Interestingly, A. flavus is more often present in primary CA, whereas most disseminated infections are caused by A. fumigatus [24]. Also, Lakhanpal et al. [17] found that primary CA is usually caused by A. flavus and A. niger. In accordance with that, in this case of a secondary CA, we were able to isolate A. flavus both from bronchial secretion and bronchoalveolar lavage fluid and later on from a skin tissue sample. In addition, occasionally further Aspergillus species have been reported in CA. Tritz and Woods [25] described a disseminated infection with A. terreus in an immunocompromised host suffering from acute myeloid leukaemia, with haematogenous spread of the mould to the skin. More recently, A. chevalieri has been reported to cause morphologically distinct skin lesions, which appear erythematous, hyperkeratotic, and vesiculopapular in nature [26].

James et al. [27] used a repetitive DNA probe to type clinical and environmental isolates of A. flavus from a cluster of cutaneous infections in a neonatal intensive care unit. The probe was used to investigate two cases of cutaneous A. flavus infection in low-birth-weight infants. Both infants were transported by the same ambulance and crew to the hospital on the same day. A. flavus strains of the same genotype were isolated from both infants, from a canvas bag used to store the tape in the ambulance, and from the tape tray in the ambulance isolette.

Treatment of cutaneous aspergillosis

It appears reasonable to use itraconazole for the treatment of patients for whom primary CA has been localized at least several centimetres from a vascular catheter exit site and for whom there is no evidence of extracutaneous aspergillosis [28]. Patients receiving itraconazole should be monitored carefully. Thus, if there is any sign of a diminished response to this triazole, the management regimen should be changed to intravenous amphotericin B.

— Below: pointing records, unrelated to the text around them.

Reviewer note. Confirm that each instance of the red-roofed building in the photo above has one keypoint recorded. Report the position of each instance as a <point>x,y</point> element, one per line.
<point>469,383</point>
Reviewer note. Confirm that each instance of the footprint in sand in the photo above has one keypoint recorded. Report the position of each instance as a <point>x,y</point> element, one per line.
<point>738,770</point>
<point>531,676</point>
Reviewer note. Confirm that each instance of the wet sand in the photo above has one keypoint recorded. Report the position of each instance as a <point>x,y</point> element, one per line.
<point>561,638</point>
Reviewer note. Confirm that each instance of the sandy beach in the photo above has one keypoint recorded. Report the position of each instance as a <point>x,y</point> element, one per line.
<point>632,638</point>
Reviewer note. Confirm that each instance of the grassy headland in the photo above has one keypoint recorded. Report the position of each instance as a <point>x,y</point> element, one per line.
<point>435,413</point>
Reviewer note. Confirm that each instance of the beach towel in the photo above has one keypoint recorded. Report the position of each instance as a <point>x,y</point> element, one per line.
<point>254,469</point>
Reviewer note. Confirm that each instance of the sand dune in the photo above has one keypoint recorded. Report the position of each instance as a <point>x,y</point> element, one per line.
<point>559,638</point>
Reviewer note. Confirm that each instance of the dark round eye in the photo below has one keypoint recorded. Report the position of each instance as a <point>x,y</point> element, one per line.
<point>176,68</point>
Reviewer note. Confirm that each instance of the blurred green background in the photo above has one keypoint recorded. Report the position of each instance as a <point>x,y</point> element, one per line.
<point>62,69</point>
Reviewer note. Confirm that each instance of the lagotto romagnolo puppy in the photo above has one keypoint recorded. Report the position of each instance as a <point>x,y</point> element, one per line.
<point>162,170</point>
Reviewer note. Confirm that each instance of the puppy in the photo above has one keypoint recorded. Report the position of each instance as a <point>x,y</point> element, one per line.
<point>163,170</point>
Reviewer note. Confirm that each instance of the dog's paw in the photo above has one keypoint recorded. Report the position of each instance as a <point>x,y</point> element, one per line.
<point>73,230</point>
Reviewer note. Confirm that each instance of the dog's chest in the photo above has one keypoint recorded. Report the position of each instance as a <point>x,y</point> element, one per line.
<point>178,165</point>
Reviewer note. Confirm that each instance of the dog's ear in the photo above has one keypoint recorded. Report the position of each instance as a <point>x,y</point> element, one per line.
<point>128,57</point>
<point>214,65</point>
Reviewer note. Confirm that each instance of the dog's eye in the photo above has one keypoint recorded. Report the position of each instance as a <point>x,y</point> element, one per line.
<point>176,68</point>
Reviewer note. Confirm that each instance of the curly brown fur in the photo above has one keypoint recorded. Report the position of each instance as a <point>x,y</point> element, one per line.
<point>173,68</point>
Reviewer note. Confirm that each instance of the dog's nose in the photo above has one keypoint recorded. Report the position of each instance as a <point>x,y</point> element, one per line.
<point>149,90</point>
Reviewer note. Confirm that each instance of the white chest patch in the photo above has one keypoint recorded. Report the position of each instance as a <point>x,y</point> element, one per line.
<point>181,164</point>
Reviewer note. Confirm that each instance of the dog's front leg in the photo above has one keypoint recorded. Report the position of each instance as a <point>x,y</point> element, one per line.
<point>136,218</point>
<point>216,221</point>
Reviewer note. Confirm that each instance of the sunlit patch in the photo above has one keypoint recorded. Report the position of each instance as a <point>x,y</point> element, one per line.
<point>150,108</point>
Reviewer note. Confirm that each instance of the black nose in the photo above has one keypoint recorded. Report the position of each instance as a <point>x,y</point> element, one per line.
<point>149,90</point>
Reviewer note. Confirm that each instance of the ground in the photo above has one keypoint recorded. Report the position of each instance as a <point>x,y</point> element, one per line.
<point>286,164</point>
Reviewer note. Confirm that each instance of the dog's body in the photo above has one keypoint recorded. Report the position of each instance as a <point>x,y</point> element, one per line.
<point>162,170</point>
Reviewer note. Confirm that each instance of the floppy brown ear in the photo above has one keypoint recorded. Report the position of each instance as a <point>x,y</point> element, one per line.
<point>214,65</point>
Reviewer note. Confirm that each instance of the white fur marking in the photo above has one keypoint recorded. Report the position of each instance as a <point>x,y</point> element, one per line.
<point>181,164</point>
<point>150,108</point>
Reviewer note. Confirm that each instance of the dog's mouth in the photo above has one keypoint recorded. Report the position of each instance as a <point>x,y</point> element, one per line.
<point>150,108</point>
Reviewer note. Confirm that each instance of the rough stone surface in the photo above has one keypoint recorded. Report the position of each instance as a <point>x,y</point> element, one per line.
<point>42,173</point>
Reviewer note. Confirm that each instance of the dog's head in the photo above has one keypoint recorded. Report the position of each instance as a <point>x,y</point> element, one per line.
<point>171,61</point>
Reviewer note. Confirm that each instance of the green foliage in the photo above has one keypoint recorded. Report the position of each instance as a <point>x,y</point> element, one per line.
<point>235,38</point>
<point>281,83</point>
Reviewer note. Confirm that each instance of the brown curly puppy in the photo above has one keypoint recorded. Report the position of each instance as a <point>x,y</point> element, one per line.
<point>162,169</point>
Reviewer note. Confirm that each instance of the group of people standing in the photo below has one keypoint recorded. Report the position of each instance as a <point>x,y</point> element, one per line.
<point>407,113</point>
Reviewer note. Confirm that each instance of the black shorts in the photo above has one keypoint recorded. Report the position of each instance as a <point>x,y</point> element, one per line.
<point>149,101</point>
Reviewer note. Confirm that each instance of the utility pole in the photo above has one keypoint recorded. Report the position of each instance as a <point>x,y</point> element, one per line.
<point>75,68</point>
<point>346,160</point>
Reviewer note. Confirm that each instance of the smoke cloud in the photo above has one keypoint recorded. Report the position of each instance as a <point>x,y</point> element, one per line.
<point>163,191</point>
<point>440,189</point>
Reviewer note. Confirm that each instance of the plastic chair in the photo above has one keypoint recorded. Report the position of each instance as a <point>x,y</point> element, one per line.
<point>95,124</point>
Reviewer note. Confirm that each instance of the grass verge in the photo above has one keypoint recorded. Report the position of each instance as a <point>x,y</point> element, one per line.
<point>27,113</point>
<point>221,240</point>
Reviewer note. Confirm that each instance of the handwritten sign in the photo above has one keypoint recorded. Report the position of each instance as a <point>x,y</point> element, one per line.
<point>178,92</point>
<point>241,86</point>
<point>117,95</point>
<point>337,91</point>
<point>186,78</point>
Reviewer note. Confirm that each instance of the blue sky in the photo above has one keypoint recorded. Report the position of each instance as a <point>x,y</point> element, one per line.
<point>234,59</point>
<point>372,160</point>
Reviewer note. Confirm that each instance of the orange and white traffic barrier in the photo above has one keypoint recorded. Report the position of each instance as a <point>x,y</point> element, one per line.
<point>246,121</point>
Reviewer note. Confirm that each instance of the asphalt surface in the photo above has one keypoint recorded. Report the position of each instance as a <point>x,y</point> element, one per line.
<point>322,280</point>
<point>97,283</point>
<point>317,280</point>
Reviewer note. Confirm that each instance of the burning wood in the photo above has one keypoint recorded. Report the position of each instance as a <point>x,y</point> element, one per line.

In their excellent minireview concerning CA, Burik et al. [1] do not recommend the use of itraconazole as a first line therapy for cutaneous Aspergillus infections involving vascular catheter exit sites or tunnel infections, secondary CA, or extensive primary cutaneous disease. These severe infections require the intravenous application of amphotericin B. Consequent surgical debridement improves the clinical outcome of CA.

Recently, Lass-Flörl et al. [29] demonstrated that in vitro testing of susceptibility to amphotercin B is a reliable predictor of clinical outcome in invasive aspergillosis. Irrespective of species - A. fumigatus, A. flavus and A. terreus - all six out of 29 patients with isolates against which the minimum inhibitory concentration was < 2 mug/ml survived, whereas most (22/23) of those with isolates resistant to amphotericin B with MIC values >= 2 mug/ml - as it was the case in our patient - died.